Presentation information

Oral

IASPEI Symposia » S05. Preservation and usage of analog seismogram archives

[S05-2] Preservation and usage of analog seismogram archives II

Fri. Aug 4, 2017 10:30 AM - 12:00 PM Room 403 (Kobe International Conference Center 4F, Room 403)

Chairs: Paul Richards (Columbia University, New York) , Graziano Ferrari (National Institute of Geophysics and Volcanology)

11:45 AM - 12:00 PM

[S05-2-06] ANALYSIS OF THE ANALOG SEISMOGRAMS RECORDED DURING THE NOVEMBER 19, 1912 (M~7.0) ACAMBAY, CENTRAL MEXICO EARTHQUAKE: TOWARDS A FINITE SOURCE INVERSION

Raul Daniel Corona, Miguel Angel Santoyo (Institute of Geophysics. National Autonomous University of Mexico, Morelia, Mexico.)

The Acambay earthquake of November 19, 1912, was an M~7.0 shallow intraplate rupture that broke a large portion of the Acambay-Tixmadeje Fault System in central Mexico. The earthquake produced extensive damage in several towns close to the fault and was strongly felt in Mexico City. This event generated a 40.0-km-long surface rupture trace, with a peak observed dislocation of ~0.5m. To date this is one of the most important continental earthquakes occurred in Mexico. During 1912 six seismographic stations were operating in Mexico with different Wiechert and Bosch-Omori mechanical seismographs. An extraordinarily detailed report shows it was recorded by most of horizontal and vertical instruments at the six stations. Up to 2016, only 11 from the original 22 smoked-paper seismograms, from five of the stations that recorded the earthquake were found to be recovered.
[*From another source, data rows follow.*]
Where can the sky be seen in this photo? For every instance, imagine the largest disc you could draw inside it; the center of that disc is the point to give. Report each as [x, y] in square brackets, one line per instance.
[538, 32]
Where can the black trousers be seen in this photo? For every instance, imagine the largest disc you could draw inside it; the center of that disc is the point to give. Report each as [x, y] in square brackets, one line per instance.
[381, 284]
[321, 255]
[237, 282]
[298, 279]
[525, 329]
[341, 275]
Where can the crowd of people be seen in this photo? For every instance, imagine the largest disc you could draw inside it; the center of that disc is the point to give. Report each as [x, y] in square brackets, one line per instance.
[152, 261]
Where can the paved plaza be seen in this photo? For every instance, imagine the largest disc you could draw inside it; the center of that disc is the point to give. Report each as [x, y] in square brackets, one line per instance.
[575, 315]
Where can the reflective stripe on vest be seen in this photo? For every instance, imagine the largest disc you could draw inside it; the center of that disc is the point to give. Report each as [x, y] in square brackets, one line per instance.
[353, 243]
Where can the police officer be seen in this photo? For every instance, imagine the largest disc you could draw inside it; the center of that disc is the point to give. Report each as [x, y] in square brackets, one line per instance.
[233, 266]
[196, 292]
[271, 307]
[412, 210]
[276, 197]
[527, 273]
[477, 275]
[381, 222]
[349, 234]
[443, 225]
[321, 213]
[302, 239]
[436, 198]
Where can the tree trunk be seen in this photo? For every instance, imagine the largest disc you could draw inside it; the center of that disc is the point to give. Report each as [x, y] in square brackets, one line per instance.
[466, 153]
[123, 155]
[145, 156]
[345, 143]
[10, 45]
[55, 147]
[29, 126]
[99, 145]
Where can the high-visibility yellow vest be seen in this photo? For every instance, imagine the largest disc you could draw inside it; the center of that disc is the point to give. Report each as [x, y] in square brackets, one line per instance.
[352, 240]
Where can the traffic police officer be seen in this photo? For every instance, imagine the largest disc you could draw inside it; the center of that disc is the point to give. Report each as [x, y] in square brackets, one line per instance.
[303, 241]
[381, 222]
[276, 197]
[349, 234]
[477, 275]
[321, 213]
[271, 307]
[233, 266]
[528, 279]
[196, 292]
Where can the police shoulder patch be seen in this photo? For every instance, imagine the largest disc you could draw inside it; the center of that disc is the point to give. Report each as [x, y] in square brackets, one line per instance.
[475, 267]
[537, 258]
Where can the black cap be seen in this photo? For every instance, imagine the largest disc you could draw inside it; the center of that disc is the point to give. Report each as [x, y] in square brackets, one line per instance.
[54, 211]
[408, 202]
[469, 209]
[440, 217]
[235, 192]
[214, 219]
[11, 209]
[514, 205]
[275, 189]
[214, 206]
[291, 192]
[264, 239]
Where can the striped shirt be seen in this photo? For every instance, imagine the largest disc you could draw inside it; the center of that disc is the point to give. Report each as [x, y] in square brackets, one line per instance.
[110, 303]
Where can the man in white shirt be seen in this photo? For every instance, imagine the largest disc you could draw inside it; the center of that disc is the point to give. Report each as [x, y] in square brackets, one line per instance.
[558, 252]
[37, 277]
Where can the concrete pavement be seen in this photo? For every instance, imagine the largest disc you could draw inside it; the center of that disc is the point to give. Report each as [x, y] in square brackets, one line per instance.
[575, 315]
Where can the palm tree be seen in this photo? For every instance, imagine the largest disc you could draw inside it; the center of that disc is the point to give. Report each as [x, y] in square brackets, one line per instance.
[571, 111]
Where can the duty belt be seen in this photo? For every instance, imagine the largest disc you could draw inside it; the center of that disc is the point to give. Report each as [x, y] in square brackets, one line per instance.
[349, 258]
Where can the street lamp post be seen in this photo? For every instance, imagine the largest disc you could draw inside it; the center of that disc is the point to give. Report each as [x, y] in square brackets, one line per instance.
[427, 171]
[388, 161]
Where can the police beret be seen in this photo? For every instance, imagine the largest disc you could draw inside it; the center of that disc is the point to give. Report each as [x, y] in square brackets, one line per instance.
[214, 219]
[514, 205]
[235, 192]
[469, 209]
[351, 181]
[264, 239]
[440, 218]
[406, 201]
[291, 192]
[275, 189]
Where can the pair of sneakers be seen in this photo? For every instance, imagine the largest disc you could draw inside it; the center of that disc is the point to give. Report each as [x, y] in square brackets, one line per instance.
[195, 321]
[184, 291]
In this work using standard and ad-hoc methodologies we obtained the digital, evenly-sampled time series for the ground motion velocities for each of the available seismograms. To do this, we first carried out a high resolution scanning of the original traces. Then, due to the condition of the seismograms we manually digitized them, following the seismic trace in ascending time. Therefore we corrected the distortions of seismic traces for their pen curvature, uneven paper speed, skews, and non-zero baselines following the Grabrovec and Allegretti (1994) procedure, and additional ad-hoc corrections were made using linear approximations when abrupt changes in traces occurred. After this, we resampled the unevenly digitized traces to a constant-time interval to 100 samples per second using a spline interpolation method. Finally we performed an instrument correction procedure to obtain the actual ground velocities for each instrument and component. Once corrected, the unclipped portions of seismic data were used to perform a linear finite-source inversion for the slip distribution on the fault surface.